RBI’s crypto banking ban has also been mistaken by some as a general ban on crypto.
Is it possible to ban Crypto?
Naimish Sanghvi, founder of Coin Crunch India publication, said that
“Recommendations [such as from Garg’s panel] don’t always immediately convert to law.” While noting that Cnbc Tv18’s report comes from anonymous sources, he explained some challenges the government would face in implementing such measures. “If they ban it, they have to change the coinage act which currently defines only INR coins and currency as official legal tender,” he described, adding that any change to the existing law to account for cryptocurrency “has to go to parliamentary approval as a law.”
Vishwanath further elaborated at the most recent supreme court hearing of the petitions against the RBI crypto banking ban,
“Our lawyers have asked for a date where significant time is given to us to hear on the matter and move towards an order. I foresee a significant chance that the supreme court will provide an interim relief. In India, regulation takes a long route – so there may be some drafts by December but not the regulation itself.
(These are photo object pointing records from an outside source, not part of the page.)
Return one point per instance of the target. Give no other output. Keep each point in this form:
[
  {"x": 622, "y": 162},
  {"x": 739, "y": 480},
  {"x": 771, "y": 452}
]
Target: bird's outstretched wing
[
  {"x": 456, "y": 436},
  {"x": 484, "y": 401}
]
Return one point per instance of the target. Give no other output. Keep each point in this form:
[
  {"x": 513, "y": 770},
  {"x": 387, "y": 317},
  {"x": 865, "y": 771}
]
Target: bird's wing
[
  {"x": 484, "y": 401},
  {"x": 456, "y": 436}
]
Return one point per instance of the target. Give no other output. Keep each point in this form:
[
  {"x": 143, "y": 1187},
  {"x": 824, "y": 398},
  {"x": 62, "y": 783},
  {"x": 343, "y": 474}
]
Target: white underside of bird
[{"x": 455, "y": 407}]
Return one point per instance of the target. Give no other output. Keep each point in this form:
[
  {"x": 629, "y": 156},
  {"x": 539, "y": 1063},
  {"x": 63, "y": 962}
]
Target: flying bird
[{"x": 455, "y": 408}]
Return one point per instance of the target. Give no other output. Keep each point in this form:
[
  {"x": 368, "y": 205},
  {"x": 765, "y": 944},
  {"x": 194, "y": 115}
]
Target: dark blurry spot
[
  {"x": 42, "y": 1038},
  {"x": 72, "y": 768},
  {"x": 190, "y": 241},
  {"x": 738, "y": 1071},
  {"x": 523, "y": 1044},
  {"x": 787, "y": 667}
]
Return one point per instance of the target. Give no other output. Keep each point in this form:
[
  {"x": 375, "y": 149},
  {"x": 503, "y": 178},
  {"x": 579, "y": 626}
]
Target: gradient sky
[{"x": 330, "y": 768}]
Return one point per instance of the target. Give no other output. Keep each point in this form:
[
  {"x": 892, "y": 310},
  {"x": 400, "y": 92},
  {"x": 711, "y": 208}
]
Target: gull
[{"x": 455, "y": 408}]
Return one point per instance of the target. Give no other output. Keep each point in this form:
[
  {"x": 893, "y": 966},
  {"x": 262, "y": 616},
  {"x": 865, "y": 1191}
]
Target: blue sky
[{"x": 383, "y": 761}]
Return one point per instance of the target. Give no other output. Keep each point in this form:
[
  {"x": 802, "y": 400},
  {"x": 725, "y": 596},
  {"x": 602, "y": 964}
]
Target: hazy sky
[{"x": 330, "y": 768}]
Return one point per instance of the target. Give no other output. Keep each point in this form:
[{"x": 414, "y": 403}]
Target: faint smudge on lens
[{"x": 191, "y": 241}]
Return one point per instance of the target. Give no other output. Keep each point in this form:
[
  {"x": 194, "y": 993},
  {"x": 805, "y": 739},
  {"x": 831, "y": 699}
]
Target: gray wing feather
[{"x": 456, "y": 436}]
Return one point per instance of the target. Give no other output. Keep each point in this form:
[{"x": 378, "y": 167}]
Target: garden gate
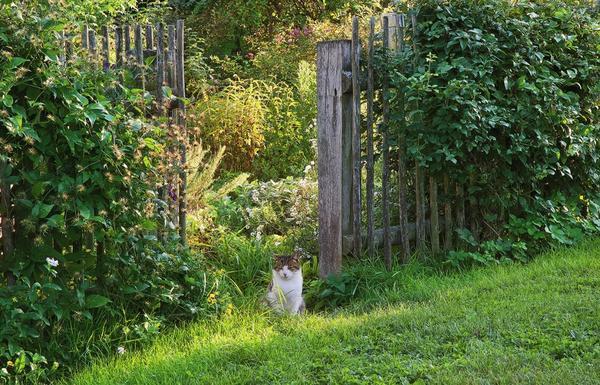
[{"x": 340, "y": 85}]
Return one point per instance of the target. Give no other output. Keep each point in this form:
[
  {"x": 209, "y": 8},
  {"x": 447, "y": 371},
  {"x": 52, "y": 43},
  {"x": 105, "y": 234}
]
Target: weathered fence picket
[
  {"x": 356, "y": 158},
  {"x": 330, "y": 66},
  {"x": 340, "y": 154},
  {"x": 385, "y": 153},
  {"x": 402, "y": 171},
  {"x": 370, "y": 150}
]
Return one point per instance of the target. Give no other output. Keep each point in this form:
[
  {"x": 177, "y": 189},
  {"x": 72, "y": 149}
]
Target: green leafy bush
[
  {"x": 81, "y": 165},
  {"x": 264, "y": 128},
  {"x": 503, "y": 97}
]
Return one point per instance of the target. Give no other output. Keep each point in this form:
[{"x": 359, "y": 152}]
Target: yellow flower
[{"x": 212, "y": 298}]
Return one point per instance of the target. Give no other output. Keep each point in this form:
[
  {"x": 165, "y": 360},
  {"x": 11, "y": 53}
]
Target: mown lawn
[{"x": 519, "y": 324}]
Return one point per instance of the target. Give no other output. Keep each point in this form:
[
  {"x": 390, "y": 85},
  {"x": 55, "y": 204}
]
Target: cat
[{"x": 285, "y": 290}]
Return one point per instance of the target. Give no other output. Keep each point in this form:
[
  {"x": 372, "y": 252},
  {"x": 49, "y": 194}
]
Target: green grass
[{"x": 517, "y": 324}]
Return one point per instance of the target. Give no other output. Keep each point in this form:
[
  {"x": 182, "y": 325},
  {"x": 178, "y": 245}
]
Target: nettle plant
[
  {"x": 504, "y": 97},
  {"x": 80, "y": 163}
]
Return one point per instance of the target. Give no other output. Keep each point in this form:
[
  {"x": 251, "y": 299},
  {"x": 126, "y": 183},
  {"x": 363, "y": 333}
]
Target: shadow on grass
[{"x": 534, "y": 324}]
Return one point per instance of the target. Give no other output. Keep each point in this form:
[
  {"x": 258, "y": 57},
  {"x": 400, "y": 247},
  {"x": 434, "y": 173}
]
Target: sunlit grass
[{"x": 531, "y": 324}]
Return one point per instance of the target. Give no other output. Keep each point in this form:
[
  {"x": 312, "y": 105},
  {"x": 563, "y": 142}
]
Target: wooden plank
[
  {"x": 396, "y": 238},
  {"x": 149, "y": 37},
  {"x": 93, "y": 47},
  {"x": 139, "y": 57},
  {"x": 447, "y": 214},
  {"x": 473, "y": 208},
  {"x": 392, "y": 37},
  {"x": 434, "y": 215},
  {"x": 402, "y": 170},
  {"x": 119, "y": 46},
  {"x": 6, "y": 219},
  {"x": 160, "y": 80},
  {"x": 385, "y": 152},
  {"x": 419, "y": 172},
  {"x": 160, "y": 69},
  {"x": 347, "y": 166},
  {"x": 85, "y": 37},
  {"x": 356, "y": 153},
  {"x": 180, "y": 80},
  {"x": 420, "y": 205},
  {"x": 330, "y": 64},
  {"x": 370, "y": 150},
  {"x": 171, "y": 57},
  {"x": 62, "y": 55},
  {"x": 127, "y": 38},
  {"x": 172, "y": 180},
  {"x": 460, "y": 206},
  {"x": 105, "y": 48}
]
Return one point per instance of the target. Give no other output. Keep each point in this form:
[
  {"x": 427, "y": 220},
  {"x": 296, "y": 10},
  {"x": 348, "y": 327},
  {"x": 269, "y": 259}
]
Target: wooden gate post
[{"x": 333, "y": 57}]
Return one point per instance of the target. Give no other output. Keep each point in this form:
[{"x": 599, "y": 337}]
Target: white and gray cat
[{"x": 285, "y": 290}]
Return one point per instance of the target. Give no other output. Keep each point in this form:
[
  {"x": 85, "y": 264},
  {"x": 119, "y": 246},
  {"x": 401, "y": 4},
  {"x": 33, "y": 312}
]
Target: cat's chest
[{"x": 288, "y": 287}]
When questioned, whether Indian government will be able to ban crypto Shetty said,
“Even if the government decides to ban possession [of cryptocurrencies], it will be just impossible to implement it.”
He further elaborated by saying”
The government can successfully ban the known, big exchanges; but then small, hyperlocal exchanges will possibly come up and it will be extremely difficult to keep track of, and block them.”